I like how the assumption at the end is that I'm somehow an issue for those around me. I never stated that I, in turn, cause problems for the assholes around me. One thing I know about assholes is that they only escalate, so it is best to disengage if possible. But i suppose you're right; people who are obnoxiously loud at all hours, run/stomp around, yell/scream at each other, fight, shoot, allow their animals to urinate/deficate anywhere, urinate/deficate anywhere themselves, have loud ass animals, park vehicles just anywhere, have loud ass vehicles, etc. are probably saints, and I'm just a menace to society.

[–] AlmightyTritan@beehaw.org 5 points 1 month ago

I really don't see how you got that assumption at the end. It more seems like the commenter above is saying that if you would benefit from living in a rural area because there is less people and less possibilities to encounter nuisances, and that it would also be better for those people who are nuisances to also live in rural locations cause they would bother less people.

I think its also worth mentioning that with the way housing costs, and availability for utilities is these days, not a lot of people have as much freedom to live in a space they find 100% perfect. Like i love living in urban areas, but some cities design streets so poorly that people are freely able to speed loud cars down quiet residential roads. So, we either gotta get involved in our community we find ourselves in to make the changes we want, hope someone else does it, put up with it, or pack our bags and go somewhere else.

[–] Sauerkraut@discuss.tchncs.de 3 points 1 month ago* (last edited 1 month ago) (1 children)

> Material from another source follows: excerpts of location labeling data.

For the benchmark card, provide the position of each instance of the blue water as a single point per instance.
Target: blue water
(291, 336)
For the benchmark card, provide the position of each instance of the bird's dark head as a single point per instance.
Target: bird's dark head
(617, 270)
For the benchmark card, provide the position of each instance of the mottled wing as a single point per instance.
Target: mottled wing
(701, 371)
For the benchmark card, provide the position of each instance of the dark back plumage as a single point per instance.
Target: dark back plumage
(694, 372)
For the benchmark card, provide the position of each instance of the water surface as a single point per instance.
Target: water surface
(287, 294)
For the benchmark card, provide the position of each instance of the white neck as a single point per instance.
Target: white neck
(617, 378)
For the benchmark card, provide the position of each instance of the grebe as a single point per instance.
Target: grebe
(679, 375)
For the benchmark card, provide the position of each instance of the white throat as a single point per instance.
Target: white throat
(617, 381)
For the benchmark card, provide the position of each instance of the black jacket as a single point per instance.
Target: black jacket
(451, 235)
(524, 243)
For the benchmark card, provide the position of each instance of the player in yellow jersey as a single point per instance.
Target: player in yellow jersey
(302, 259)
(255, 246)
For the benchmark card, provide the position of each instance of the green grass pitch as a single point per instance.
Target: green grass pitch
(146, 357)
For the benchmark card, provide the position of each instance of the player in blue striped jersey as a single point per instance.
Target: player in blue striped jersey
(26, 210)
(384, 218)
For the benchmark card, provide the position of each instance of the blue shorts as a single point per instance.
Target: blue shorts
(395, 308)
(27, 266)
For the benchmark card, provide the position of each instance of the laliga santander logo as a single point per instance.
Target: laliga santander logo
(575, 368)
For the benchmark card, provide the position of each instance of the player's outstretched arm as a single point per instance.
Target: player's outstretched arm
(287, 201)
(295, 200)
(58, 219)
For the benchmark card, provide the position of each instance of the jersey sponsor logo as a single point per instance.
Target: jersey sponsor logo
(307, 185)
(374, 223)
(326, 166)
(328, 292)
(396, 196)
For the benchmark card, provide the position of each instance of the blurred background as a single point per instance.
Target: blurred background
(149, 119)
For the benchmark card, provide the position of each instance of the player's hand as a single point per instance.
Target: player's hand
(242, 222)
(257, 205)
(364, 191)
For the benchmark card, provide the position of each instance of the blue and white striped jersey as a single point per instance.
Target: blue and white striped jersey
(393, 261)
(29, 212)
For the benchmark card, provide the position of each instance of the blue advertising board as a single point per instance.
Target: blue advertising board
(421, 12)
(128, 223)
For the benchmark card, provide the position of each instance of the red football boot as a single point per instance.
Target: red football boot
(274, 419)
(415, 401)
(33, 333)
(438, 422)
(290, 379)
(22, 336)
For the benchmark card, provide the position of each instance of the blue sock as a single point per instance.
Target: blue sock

"if you meet one asshole, you met one asshole. If everyone you meet is an asshole, you're the asshole."

We don't know you, but if you dislike everyone you have ever lived near or known enough to not want neighbors then you might be the common thread. Maybe you brought the worst out in people or failed to bring out any good. But who knows, maybe you were just unlucky in the people you have met

[–] Letstakealook@lemm.ee 4 points 1 month ago

That movie quote isn't clever or original, especially out of context. I didn't "meet" these people or even interact with them. We simply existed within the vicinity of each other, and they were people that had no regard or consideration for the other people that live around them. This is very similar to people who blast shitty audio from their phones, walk on the left, take up the entirety of the sidewalk, don't yield for pedestrians, don't respect lines, etc. Assholes do, in fact, exist in many contexts.

[–] artichokecustard@lemmy.world 2 points 1 month ago* (last edited 1 month ago) (1 children)

bruh, look at you, i'm on the internet and don't want to be this close to you, trolls live in caves, maybe that'll be good for you, but then you might hear the water drip and the crickets chirp

[–] Letstakealook@lemm.ee -2 points 1 month ago

Yes, how terrible of me! I hope you'll recover and find it in your heart to forgive me!

[–] Flocklesscrow@lemm.ee 6 points 1 month ago (1 children)

"I would be all for this, but you people all suck."

[–] Letstakealook@lemm.ee -1 points 1 month ago
[–] Croquette@sh.itjust.works 1 points 1 month ago

The issue is that everyone in the long chain of apartment construction tries to cut corner to pocket more money.

So you get these cheap cardboard new apartment where you hear everything happening in the building.

It doesn't have to be like that. But the mentalities need to change, and the fuckfaces contractors need to be held accountable for their shitty work.